PCI-e slots are not wired randomly or different from one manufacturer to the next. There is a proper standard and they follow it.
If you have a x16 slot wired as x4, that means you have 4 lanes wired to a slot that can physically accommodate a card that has a 16 lane wide connector on it. It has nothing to do with the speed of the slot. The speed is a function of bandwidth per lane multiplied by how many lanes you are using. The lanes run at the same speed, whether you have 1, 4, 8, or 16. PCI-e devices will work with fewer lanes than their physical card-edge connector allows by only communicating using the lanes available in the add-in board slot on the motherboard, and this is by design.
Whether or not your device needs as much bandwidth as it's connector allows has to be taken on a per device basis, but usually, even with graphics cards, the bandwidth requirements are much lower than the interface supports.
A few reasons to have a x16 add-in board slot wired to only 4 PCI-e lanes come to mind.
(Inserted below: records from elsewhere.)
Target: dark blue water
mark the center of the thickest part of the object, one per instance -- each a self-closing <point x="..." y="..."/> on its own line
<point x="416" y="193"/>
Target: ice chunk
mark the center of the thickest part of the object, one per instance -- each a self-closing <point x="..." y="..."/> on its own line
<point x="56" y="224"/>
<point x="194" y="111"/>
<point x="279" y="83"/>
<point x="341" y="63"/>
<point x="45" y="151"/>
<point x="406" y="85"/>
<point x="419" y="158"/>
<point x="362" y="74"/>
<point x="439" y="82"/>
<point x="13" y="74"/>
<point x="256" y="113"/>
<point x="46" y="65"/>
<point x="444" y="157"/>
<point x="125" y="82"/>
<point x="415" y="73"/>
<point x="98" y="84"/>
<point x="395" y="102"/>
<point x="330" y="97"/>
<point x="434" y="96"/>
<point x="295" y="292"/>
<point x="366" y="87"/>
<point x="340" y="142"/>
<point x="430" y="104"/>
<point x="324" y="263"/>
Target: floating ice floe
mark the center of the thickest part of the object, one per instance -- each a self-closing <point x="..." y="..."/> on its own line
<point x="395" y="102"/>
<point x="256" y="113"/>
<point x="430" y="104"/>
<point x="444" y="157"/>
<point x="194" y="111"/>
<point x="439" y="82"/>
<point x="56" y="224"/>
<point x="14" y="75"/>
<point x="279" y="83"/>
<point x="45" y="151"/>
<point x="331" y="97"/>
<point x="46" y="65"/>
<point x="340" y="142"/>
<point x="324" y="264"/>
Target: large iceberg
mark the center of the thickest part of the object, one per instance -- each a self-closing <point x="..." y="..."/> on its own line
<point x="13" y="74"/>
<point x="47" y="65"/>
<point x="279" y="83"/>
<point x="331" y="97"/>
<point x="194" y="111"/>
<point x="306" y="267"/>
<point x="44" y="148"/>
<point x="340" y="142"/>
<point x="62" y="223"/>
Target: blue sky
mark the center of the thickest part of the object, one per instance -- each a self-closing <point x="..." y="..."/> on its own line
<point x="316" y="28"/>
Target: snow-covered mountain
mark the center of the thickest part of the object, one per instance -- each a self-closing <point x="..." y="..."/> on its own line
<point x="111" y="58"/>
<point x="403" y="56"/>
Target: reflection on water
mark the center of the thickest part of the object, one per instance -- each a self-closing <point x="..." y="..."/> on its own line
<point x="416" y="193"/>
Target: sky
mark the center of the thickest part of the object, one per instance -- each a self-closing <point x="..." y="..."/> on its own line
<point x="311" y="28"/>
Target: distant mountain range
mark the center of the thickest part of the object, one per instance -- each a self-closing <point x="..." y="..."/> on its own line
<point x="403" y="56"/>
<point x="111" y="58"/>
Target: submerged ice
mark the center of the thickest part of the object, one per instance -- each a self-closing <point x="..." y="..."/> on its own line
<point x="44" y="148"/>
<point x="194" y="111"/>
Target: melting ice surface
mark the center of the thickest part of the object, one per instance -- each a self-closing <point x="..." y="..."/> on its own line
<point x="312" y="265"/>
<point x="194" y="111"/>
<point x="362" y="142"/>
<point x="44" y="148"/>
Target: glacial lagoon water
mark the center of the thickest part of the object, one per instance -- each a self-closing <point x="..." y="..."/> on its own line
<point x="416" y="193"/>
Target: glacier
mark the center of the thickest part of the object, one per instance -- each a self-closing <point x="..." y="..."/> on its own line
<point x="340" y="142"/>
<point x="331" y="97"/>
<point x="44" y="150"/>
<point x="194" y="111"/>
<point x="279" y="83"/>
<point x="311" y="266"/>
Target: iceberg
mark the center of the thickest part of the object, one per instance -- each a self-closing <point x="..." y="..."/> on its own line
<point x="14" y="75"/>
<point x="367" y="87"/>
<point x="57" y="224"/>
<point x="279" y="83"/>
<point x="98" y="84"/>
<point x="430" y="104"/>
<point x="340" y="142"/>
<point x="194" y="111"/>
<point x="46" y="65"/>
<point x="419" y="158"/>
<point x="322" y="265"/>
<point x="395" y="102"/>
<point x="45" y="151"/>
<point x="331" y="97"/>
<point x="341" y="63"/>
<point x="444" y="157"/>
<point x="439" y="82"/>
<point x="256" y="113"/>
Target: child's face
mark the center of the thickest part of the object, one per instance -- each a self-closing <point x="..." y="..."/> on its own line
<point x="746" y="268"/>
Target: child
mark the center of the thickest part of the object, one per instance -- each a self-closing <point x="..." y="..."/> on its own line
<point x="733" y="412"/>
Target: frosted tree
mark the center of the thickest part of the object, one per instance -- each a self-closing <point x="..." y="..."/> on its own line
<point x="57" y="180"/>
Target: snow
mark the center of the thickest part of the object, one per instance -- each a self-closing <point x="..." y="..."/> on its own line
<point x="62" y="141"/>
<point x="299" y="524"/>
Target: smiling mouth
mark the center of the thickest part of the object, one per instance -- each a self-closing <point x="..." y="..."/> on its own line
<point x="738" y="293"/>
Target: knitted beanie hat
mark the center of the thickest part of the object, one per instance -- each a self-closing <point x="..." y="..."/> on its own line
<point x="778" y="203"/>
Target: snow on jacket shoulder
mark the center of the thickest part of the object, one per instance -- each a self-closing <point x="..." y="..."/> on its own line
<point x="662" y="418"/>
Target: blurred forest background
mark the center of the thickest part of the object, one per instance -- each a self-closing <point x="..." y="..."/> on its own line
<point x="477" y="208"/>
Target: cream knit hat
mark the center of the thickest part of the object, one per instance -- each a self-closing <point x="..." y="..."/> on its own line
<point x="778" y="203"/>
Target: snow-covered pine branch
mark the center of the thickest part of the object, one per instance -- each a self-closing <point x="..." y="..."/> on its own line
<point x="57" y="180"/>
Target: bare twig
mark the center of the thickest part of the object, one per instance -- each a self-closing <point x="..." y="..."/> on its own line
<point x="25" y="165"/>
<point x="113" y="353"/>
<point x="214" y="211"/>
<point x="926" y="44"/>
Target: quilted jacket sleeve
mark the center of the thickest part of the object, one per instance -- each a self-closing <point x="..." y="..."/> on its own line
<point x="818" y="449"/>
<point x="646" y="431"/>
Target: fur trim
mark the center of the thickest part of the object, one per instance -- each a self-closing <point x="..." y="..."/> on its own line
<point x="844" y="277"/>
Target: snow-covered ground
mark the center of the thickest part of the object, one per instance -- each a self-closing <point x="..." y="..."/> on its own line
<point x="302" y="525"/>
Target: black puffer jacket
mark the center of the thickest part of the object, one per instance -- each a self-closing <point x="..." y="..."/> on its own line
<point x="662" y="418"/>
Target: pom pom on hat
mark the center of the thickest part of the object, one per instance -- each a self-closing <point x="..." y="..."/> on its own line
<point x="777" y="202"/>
If the motherboard had only a x4 physical slot, you couldn't use a card that uses a x16 connector, such as a graphics card. Since the vast majority of graphics cards fall short of needing a full 16 PCI-e lanes for bandwidth, plugging a mid-tier or lower GPU into a x4 slot isn't as unreasonable as it may seem on the surface, arguably opening up the opportunity for AMD's CrossFire.
You may have a x16 slot wired to only 4 lanes is because, often times there are only 4 lanes left to wire there, after all other devices on the motherboard have been wired up. Manufacturers don't have an unlimited amount of lanes to throw around, therefore you usually have at least one full sized slot that they don't have enough free PCI-e lanes left to fully wire up.
Routing PCI-e lanes on a motherboard adds to expense. The more fully wired slots the more expensive the motherboard. Having some slots not fully wired is a way to reduce cost, especially when most folks will never need a 2nd, fully wired x16 slot.
As for a x4 device going into a x16 slot wired to 4 lanes... Your slot has 4 lanes wired to it, therefore will give you a standard x4 connection. The only difference is the physical add-in board slot on the motherboard. It's big enough to accommodate up to a x16 card edge connector.